Diretora de Relações Interdisciplinares do Instituto Brasileiro de Direito de Família – IBDFAM, a psicanalista Giselle Groeninga prevê consequências positivas da decisão na vida da família. “Uma delas é a expectativa de que poderá trazer um benefício para a identidade e autoestima de quem se viu reconhecida como mãe, não sendo reconhecido, por consequente opção dela, o valor quanto à contribuição genética que deu em função do sexo biológico”, aponta.
“No caso, priorizou-se a identidade social, a registral, a socioafetiva e o aspecto biológico apenas enquanto origem genética.

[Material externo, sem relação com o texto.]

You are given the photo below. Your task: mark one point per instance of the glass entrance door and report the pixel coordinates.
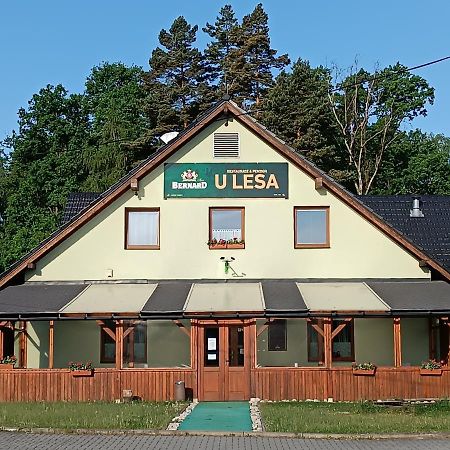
(224, 362)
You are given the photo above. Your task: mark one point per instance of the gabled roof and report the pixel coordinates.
(430, 233)
(76, 203)
(220, 111)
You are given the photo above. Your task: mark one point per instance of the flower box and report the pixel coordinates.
(364, 372)
(6, 366)
(431, 372)
(225, 246)
(83, 373)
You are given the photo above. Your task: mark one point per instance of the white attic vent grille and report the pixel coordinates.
(226, 145)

Diversamente da equiparação feita anteriormente do biológico ao socioafetivo, no caso da sentença, um dos aspectos biológicos, o do sexo do material genético, se assim posso dizer, ficou em segundo plano”, acrescenta Giselle.

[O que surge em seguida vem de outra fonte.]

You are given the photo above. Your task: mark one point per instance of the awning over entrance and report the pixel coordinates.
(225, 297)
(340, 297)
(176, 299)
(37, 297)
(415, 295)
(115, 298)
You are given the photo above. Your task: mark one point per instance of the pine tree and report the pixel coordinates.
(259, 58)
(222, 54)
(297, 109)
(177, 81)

Ela também analisa o caso em vista do superior interesse do filho. “Há de se prever um maior trabalho mental e mesmo social quanto a ser identificado como filho de duas mães, o que já ocorre em outros casos em nossa jurisprudência, possivelmente o fato de o filho ter como mãe uma pessoa que se veja mais realizada pelo reconhecimento de tal identidade possa lhe trazer, quiçá, mais benefícios para a formação de sua personalidade. Seja como for, sempre no que envolve a sexualidade, temos uma escolha e uma expectativa”, avalia.
Inclusão da diversidade
“A decisão levanta questões importantes que – é necessário reconhecer – ainda estão sendo definidas em meio a bem-vindas incertezas trazidas por uma crescente inclusão da diversidade”, comenta Giselle Groeninga.

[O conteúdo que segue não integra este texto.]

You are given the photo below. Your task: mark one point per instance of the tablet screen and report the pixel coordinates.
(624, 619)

É importante legitimar e assegurar, segundo a especialista, o reconhecimento da diversidade em suas diversas categorias, o que implica inclusive em tentar pontuar diferenças. “Esse processo deve, também, admitir incertezas. Tal postura em muito foge do pouco conhecimento e do muito preconceito que norteava um pensamento binário e excludente”, reflete.
“É fundamental para a construção da identidade e da autoestima o reconhecimento das várias categorias das diversidades no âmbito judicial, social e registral. Reconhecimento que ganha legitimidade também a partir do conhecimento trazido pelas diversas áreas do saber”, afirma Giselle Groeninga.
Para a psicanalista, a interdisciplinaridade representa uma verdadeira democracia que vem sendo construída na área do conhecimento. “Como tal, é um saber em que se deve abrir mão das pretensas certezas unidisciplinares. A opção metodológica deve ser por um caminho em que o questionamento e as incertezas sejam admitidos”, diz.
“A questão central no tocante a ser mãe e ser pai poderia ser resumida em: o que caracteriza atualmente o reconhecimento em ser pai ou em ser mãe? E outra questão que se impõe é: em que se assentam as diferenças? Perguntas para as quais também não temos respostas únicas”, pontua Giselle.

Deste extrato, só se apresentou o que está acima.